Thyroid, renal, and hepatic function tests, serum electrolytes, and hemograms may help to rule out reversible causes of AF. Chest x-ray is valuable in diagnosing CHF, as well as lung pathology. Recent guidelines recommend that all patients who present with AF undergo echocardiography to evaluate for valvular heart disease, left and right atrial size, left ventricular size and function, left ventricular hypertrophy, and pericardial disease.1 Transesophageal echocardiogram (TEE) should be used to detect intracardiac clots in patients who have had an embolic event or when AF has lasted for more than 48 hours and cardioversion is being considered.
Rate vs rhythm control: What the research reveals
For hemodynamically unstable patients who present with AF and a rapid rate associated with cardiogenic shock, pulmonary edema, acute myocardial infarction, or unstable angina, urgent direct-current cardioversion is indicated. In less urgent cases, treatment is not so clear cut. Spontaneous conversion to sinus rhythm occurs in up to 60% of patients within 24 hours, and in about 80% of patients within 48 hours.8
Intuitively, restoring normal sinus rhythm seems superior to rate control, but several randomized trials9-12 and one meta-analysis13 found no support for that belief when researchers looked at mortality, thromboembolic events, and major hemorrhage.
One of the largest studies was the Atrial Fibrillation Follow-up Investigation of Rhythm Management (AFFIRM), which involved more than 4000 patients with paroxysmal and persistent AF who were randomized to either rate control or rhythm control.9 The research revealed a nonsignificant trend toward an increased death rate with the rhythm-control strategy—a 5-year mortality rate of 24% vs 21% for patients in the rate-control group. A trend toward higher risk of ischemic stroke, particularly associated with the lack of anticoagulation therapy, was also found in the rhythm-control group. That finding emphasizes the need for indefinite anticoagulation, independent of the use of a rate-control or rhythm-control approach.
A retrospective subanalysis of the AFFIRM trial that evaluated patients on the basis of a number of independent treatment variables found that sinus rhythm, in and of itself, was actually associated with a lower risk of death. But the antiarrhythmic agents that are often needed to achieve sinus rhythm are not associated with higher rates of survival. According to the researchers, this finding suggests that the drugs’ beneficial antiarrhythmic effects are offset by their adverse effects.14
Age is another confounding factor. Most of the AFFIRM subjects were relatively older, with a mean age of 69.7 years. In another study, rhythm control was found to be beneficial in young patients (mean age of 38.6 years) with AF and rheumatic valvular heart disease, in terms of morbidity and mortality.15
With no single treatment strategy emerging as the best approach, guidelines offer help in determining whether to pursue a rate-control or rhythm-control strategy for a particular patient. The recommendations of the British National Institute for Health and Clinical Excellence (NICE) guideline for AF,16 developed on the basis of a systematic literature review as well as expert consensus, are summarized here.

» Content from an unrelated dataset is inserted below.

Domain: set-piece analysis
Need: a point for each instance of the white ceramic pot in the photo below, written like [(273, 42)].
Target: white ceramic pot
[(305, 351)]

When should you opt for rate control?
The NICE guideline recommends rate control as the initial choice for patients who have persistent AF and:
- are >65 years of age
- have coronary artery disease
- do not have CHF
- are not candidates for cardioversion
- have contraindications to antiarrhythmic drugs.16
The American College of Cardiology (ACC), American Heart Association (AHA), and European Society of Cardiology (ESC) guidelines recommend maintaining a ventricular rate during AF of 60 to 80 beats per minute at rest and 90 to 115 beats per minute during exercise.1
Which drug for which patient?
Beta-blockers and nondihydropyridine calcium channel blockers (verapamil and diltiazem) and digoxin slow conduction through the AV node. Compared with placebo, beta-blockers and calcium channel blockers are effective for controlling the ventricular rate in patients with AF, both at rest and during exercise.17 In the AFFIRM trial, rate control was achieved in 70% of patients treated with beta-blockers vs 54% of patients taking calcium channel blockers.9
That said, the type of drug you use to achieve rate control should be an individual decision based on characteristics of your particular patient. In general, beta-blockers are preferable for patients with myocardial infarction or ischemia, and for any patient in a high adrenergic state, whereas calcium channel blockers should be used for patients with severe asthma or chronic obstructive pulmonary disease. Consider using digoxin for patients with CHF or hypotension, because both beta-blockers and calcium channel blockers can precipitate hemodynamic deterioration in these patients.